A prime example of how political support can make or break an infrastructure project comes from Victoria with the East West Link Project, backed by the Napthine Liberal government, vs. the West Gate Tunnel Project (backed by the subsequent Andrews Labor government). After winning the state elections in 2014, Labor cancelled the East West Link Project and implemented the West Gate Tunnel Project instead. Both were arguably equally important projects for Melbourne, where rapid population growth has rendered existing transport infrastructure obsolete or inadequate. These two infrastructure projects were designed to compliment each other, and neither held more benefits than the other.
Bidding consortia (private sector)
From the private sector perspective, having experienced and capable bidding consortia is another key factor for successful PPP projects. Any bidding consortia should be staffed and led by personnel with extensive experience in PPP infrastructure projects within the region.
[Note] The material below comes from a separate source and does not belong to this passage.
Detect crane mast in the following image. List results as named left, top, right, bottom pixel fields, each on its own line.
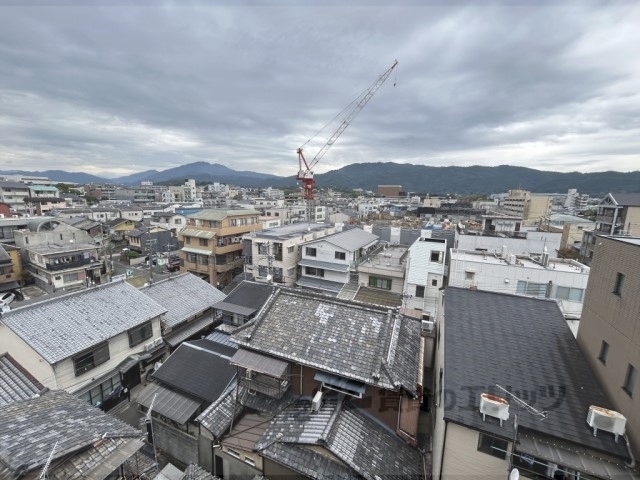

This is crucial as it should enable a transfer of knowledge and experience within the respective consortiums (implement lessons learnt from past projects successes and shortfalls).
Within bidding consortia, strong working relationships should be fostered to facilitate an honest assessment of the parties’ strengths and weaknesses. This increases the level of synergistic collaboration for the consortium.
Clarity and transparency
A clearly documented and transparent decision-making process; agreed by both the public and private sector, is critical as it ensures that effective policies are implemented, and decisions made without delay.
This is particularly important for PPP infrastructure projects given the numerous negotiations and agreements that are made,.
Flexibility should be incorporated in these decision-making processes to allow some leeway for both parties to adapt to unforeseen circumstances.
Another key success factor is the involvement of stakeholders, including the public, as well as a continual assessment and review process. Early involvement of the public reduces the risks of opposition.
Successful implementation of the PPP model is crucial. In summary, there is no standardised solution that guarantees the success of a PPP but the potential is considerable.